District Court of Appeal of Florida, Fourth District.
*1249 Mitchell Cohen, Hallandale Beach, for Appellant.
Charles J. Crist, Jr., Attorney General, Tallahassee, Lori R. Shapiro and Jeffrey P. Bassett, Assistant Attorneys General, Fort Lauderdale, for Appellee.
PER CURIAM.
We deny rehearing but withdraw our prior opinion and substitute the following in its place.
P.G., a minor child, appeals the trial court's order dismissing a Petition for Adjudication of Dependency filed on his behalf by private counsel. We affirm the dismissal, but on different grounds.
P.G. is a citizen of El Salvador. He entered the United States illegally in June 2001. The Immigration and Naturalization Service apprehended him, but subsequently released him into the custody of his uncle who lives in North Lauderdale, Florida. P.G. has been residing with his uncle since that time. In January 2003, counsel representing P.G. filed a private Petition for Dependency seeking to have P.G. declared dependent.[1] As the basis for the Petition, counsel alleged that P.G. was neglected and abandoned by his parents.
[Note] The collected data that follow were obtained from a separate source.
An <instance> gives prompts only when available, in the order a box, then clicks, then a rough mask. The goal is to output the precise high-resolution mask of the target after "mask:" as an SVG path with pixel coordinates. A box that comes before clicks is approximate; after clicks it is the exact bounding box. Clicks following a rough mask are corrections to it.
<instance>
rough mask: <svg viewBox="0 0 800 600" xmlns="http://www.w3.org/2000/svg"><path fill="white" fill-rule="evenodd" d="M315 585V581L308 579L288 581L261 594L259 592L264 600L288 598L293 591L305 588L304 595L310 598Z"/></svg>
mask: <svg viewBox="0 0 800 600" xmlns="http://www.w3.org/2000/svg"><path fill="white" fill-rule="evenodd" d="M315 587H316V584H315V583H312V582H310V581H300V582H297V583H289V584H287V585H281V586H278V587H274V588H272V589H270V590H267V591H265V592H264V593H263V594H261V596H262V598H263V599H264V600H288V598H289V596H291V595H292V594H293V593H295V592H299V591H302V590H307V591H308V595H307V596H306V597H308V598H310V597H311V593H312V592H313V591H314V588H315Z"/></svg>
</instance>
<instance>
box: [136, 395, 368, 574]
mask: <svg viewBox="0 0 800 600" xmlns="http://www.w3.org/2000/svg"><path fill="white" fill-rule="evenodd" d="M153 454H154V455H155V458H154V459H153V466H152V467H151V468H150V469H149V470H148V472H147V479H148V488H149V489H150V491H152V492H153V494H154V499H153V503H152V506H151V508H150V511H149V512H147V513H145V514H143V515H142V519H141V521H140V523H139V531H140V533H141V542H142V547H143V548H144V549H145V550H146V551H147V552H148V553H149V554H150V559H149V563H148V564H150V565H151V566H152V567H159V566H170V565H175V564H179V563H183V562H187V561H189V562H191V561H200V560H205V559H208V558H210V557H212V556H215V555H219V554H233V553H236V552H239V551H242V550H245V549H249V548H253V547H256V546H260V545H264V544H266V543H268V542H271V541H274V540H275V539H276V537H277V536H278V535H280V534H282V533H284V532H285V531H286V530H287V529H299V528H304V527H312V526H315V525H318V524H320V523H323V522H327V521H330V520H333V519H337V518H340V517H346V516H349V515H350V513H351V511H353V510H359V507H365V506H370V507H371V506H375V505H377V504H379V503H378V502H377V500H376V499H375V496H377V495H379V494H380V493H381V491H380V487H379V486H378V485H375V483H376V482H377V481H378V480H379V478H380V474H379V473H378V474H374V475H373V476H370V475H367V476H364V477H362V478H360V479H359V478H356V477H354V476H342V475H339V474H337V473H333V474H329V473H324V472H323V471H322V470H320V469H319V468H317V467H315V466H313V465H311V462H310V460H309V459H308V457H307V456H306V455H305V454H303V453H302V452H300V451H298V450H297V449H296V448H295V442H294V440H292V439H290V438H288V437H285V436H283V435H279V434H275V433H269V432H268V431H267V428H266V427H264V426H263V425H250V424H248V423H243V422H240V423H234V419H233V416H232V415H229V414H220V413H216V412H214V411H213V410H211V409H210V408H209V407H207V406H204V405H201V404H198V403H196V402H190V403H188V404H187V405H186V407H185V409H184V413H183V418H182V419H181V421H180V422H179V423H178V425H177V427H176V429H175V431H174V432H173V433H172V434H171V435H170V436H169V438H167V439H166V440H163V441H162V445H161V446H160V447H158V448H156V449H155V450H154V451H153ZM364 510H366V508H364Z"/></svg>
At the time of the Petition, P.G. was bound over in immigration removal proceedings. The trial court determined that P.G. was not dependent within the meaning of Chapter 39, Florida Statutes, was not eligible for long term foster care, and was not eligible for special juvenile immigration status. The trial court dismissed the Petition on these grounds.
Appellee, the Department of Children and Family Services, contends that the dismissal was appropriate because the trial court lacked jurisdiction over the matter. We agree. Since P.G. is bound over in immigration removal proceedings, under § 1101 of the Immigration and Nationality Act, the Attorney General must consent to the trial court's jurisdiction over the dependency proceeding. 8 U.S.C. § 1101(a)(27)(J)(iii) states in relevant part:
(iii) in whose case the Attorney General expressly consents to the dependency order serving as a precondition to the grant of special immigrant juvenile status; except that
(I) no juvenile court has jurisdiction to determine the custody status or placement of an alien in the actual or constructive custody of the Attorney General unless the Attorney General specifically consents to such jurisdiction...
We find that P.G.'s status qualifies as constructive custody due to the fact that he is subject to the conditions outlined in 8 C.F.R. § 212.5 (2003). Subsection (d) places the following conditions on the parole:
Conditions. In any case where an alien is paroled under paragraph (b) or (c) of this section, those officials listed in paragraph (a) of this section may require reasonable assurances that the alien will appear at all hearings and/or depart the United States when required to do so. Not all factors listed need be present for parole to be exercised. Those officials should apply reasonable discretion. The consideration of all relevant factors includes:
(1) The giving of an undertaking by the applicant, counsel, or a sponsor to *1250 ensure appearances or departure, and a bond may be required on Form 352 in such amount as may be deemed appropriate;
(2) Community ties such as close relatives with known addresses; and
(3) Agreement to reasonable conditions (such as periodic reporting of whereabouts).
In addition, subsection (e) provides for the circumstances under which the parole may be terminated.
There was no evidence in the instant case that the Attorney General consented to the trial court's jurisdiction. Therefore, under section 1101, the trial court lacked jurisdiction. See also M.B. v. Quarantillo, 301 F.3d 109 (3d Cir.2002); Gao v. Jenifer, 185 F.3d 548 (6th Cir.1999). Affirmed.
WARNER, GROSS and HAZOURI, JJ., concur.
[1] If P.G. is declared dependent, he will be eligible for special immigration status under 8 U.S.C. § 1101(a)(27). This provision allows juvenile immigrants who have been declared dependent by a juvenile court, and meet other conditions, to apply for a special immigrant visa and avoid deportation.